Sabu Ratusan Kilogram di Jepara Diduga Bukan Hanya Milik Jaringan Pakistan

Bahkan, diperkirakan bukan hanya jaringan Pakisatan, melainkan melibatkan jaringan internasional lainnya.

Sabu Ratusan Kilogram di Jepara Diduga Bukan Hanya Milik Jaringan Pakistan
Tribun Jateng/Yayan Isro Roziki
Badan Narkotika Nasional menggerebek gudang mebel di Desa Pekalongan RT 07 / RW 02, Kecamatan Bate Alet, Jepara, Rabu (27/1/2016), dan berhasil menemukan sekitar 100 kilogram sabu. 

TRIBUNNEWS.COM, REMBANG  -  Deputi Pemberantasan Badan Narkotika Nasional (BNN), Irjen Pol Arman Depari, memimpin langsung penggerebekan gudang Narkoba di Jepara, Rabu (27/1/2016).

Menurut dia, narkoba jenis sabu yang ditemukan di lokasi diperkirakan mencapai ratusan kilogram (kg).

"Jumlah pastinya berapa masih dihitung, yang jelas banyak sekali, ratusan. Ini sementara dibawa dulu, besok akan dilanjut," ucapnya, usai penggerebekan yang berakhir pada sekitar pukul 19.30 WIB.

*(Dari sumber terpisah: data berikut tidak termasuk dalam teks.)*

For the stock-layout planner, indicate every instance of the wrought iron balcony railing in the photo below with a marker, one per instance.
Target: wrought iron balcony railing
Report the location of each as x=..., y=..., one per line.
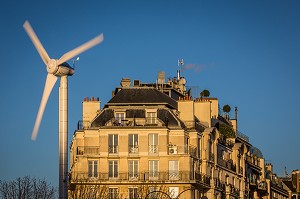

Dijelaskan, untuk mengelabuhi petugas, selain berkedok gudang mebel, sindikat ini memasukkan sabu ke dalam sparepart genset.

"Ya, dimasukkan ke sparepart genset, di dalam semacam tabung," jelasnya.

Disinggung mengenai kualitas sabu yang ditemukan, menurut Arman, itu jelas kualitas nomor satu.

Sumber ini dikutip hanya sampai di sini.